When I received this book, Handbook of fitting statistical distributions with R, by Z. Karian and E.J. Dudewicz,  from/for the Short Book Reviews section of the International Statistical Review, I was obviously impressed by its size (around 1700 pages and 3 kilos…). From briefly glancing at the table of contents, and the list of standard distributions appearing as subsections of the first chapters, I thought that the authors were covering different estimation/fitting techniques for most of the standard distributions. After taking a closer look at the book, I think the cover is misleading in several aspects: this is not a handbook (a.k.a. a reference book), it does not cover standard statistical distributions, the R input is marginal, and the authors only wrote part of the book, since about half of the chapters are written by other authors…

The system we develop in this book has its origins in the one-parameter lambda distribution proposed by John Tukey.” Z.A. Karian & E.J. Dudewicz, p.3,  Handbook of fitting statistical distributions with R

So I am glad I left Handbook of fitting statistical distributions with R in my office rather than dragging it along across the Caribbean! First, the book indeed does not aim at fitting standard distributions but instead at promoting a class of quantile distributions, the generalised lambda distributions (GLDs), whose quantile function is a location-scale transform of

$Q(y|\lambda_3,\lambda_4)=F_X^{-1}(y)=y^{\lambda_3}-(1-y)^{\lambda_4}$

(under the constraint on the parameters that the above function of y is non-decreasing for a positive scale and non-increasing otherwise) and that the authors have been advocating for a long while. There is nothing wrong per se with those quantile distributions, but neither is there a particular reason to prefer them over the standard parametric distributions! Overall, I am quite wary of one-fits-all distributions, especially when they only depend on four parameters and mix finite with infinite support distributions. The lack of natural motivations for the above is enough to make fitting with those distributions not particularly compelling. Karian and Dudewicz spend an awful lot of space on numerical experiments backing their argument that the generalised lambda distributions approximate reasonably well (in the L1 and L2 norms, as it does not work for stricter norms) “all standard” distributions, but it does not explain why the substitution would be of such capital interest. Furthermore, the estimation of the parameters (i.e. the fitting in fitting statistical distributions) is not straightforward. While the book presents the density of the generalised lambda distributions as available in closed form (Theorem 1.2.2), namely (omitting the location-scale parameters),

$f(x|\lambda_3,\lambda_4)=\dfrac{1}{\lambda_3F_X(x|\lambda_3,\lambda_4)^{\lambda_3-1}+\lambda_4\{1-F_X(x|\lambda_3,\lambda_4)\}^{\lambda_4-1}},$

it fails to point out that the cdf

$F_X(x|\lambda_3,\lambda_4)=Q^{-1}(x|\lambda_3,\lambda_4)$

itself is not available in closed form. Therefore, neither likelihood estimation nor Bayesian inference seem easily implementable for those distributions. (Actually, a mention is made of maximum likelihood estimators for the first four empirical moments in the second chapter,  but it is alas mistaken.) [Obviously, given that quantile distributions are easy to simulate, ABC would be a manageable tool for handling Bayesian inference on GLDs…] The book focus instead on moment and percentile estimators as the central estimation tool, with no clear message on which side to prefer (see, e.g., Section 5.5).
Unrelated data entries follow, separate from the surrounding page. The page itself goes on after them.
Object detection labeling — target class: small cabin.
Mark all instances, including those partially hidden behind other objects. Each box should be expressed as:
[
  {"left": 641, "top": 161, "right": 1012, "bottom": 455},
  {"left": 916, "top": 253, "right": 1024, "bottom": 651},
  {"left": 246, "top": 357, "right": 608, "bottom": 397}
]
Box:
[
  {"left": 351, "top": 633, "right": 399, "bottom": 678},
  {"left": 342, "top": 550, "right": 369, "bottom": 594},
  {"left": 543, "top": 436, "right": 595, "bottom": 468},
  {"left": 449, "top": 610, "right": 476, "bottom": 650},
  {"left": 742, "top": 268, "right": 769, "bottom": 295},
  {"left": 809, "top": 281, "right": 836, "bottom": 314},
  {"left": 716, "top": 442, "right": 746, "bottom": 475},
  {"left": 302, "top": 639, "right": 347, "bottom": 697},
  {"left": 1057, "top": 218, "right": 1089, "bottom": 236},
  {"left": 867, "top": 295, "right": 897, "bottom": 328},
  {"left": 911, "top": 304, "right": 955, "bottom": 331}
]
A chapter (by Su) covers the case of mixtures of GLDs, whose appeal is similarly lost on me.  My major issue with using such distributions in mixture setting is that some components may have a finite support, which makes the use of score equations awkward and of Kullback-Leibler divergences to normal mixtures fraught with danger (since those divergence may then be infinite). The estimation method switches to maximum likelihood estimation, as presumably the moment method gets too ungainly. However, I fail to see how maximum likelihood is implemented: I checked the original paper by Su (2007), documenting the related GLDEX R function, but the approach is very approximate in that the true percentiles are replaced with pluggin (and fixed, i.e. non-iterative) values (again omitting the location-scale parameters)

$\hat u_i=F(x_i|\hat\lambda_3,\hat\lambda_4)\qquad i=1,...,n$

in the likelihood function

$\prod_{i=1}^n \dfrac{1}{\lambda_3\hat u_i^{\lambda_3-1}+\lambda_4\{1-\hat u_i\}^{\lambda_4-1}}$

A further chapter is dedicated to the generalised beta distribution, which simply is a location-scale transform of the regular beta distribution (even though it is called the extended GLD for no discernible reason). Again, I have nothing for or against this family (except maybe that using a bounded support distribution to approximate infinite support distributions could induce potential drawbacks…) I simply cannot see the point in multiplying parametric families of distributions where there is no compelling property to do so. (Which is also why as an editor/aeditor/referee, I have always been ultra-conservative vis-à-vis papers introducing new families of distributions.)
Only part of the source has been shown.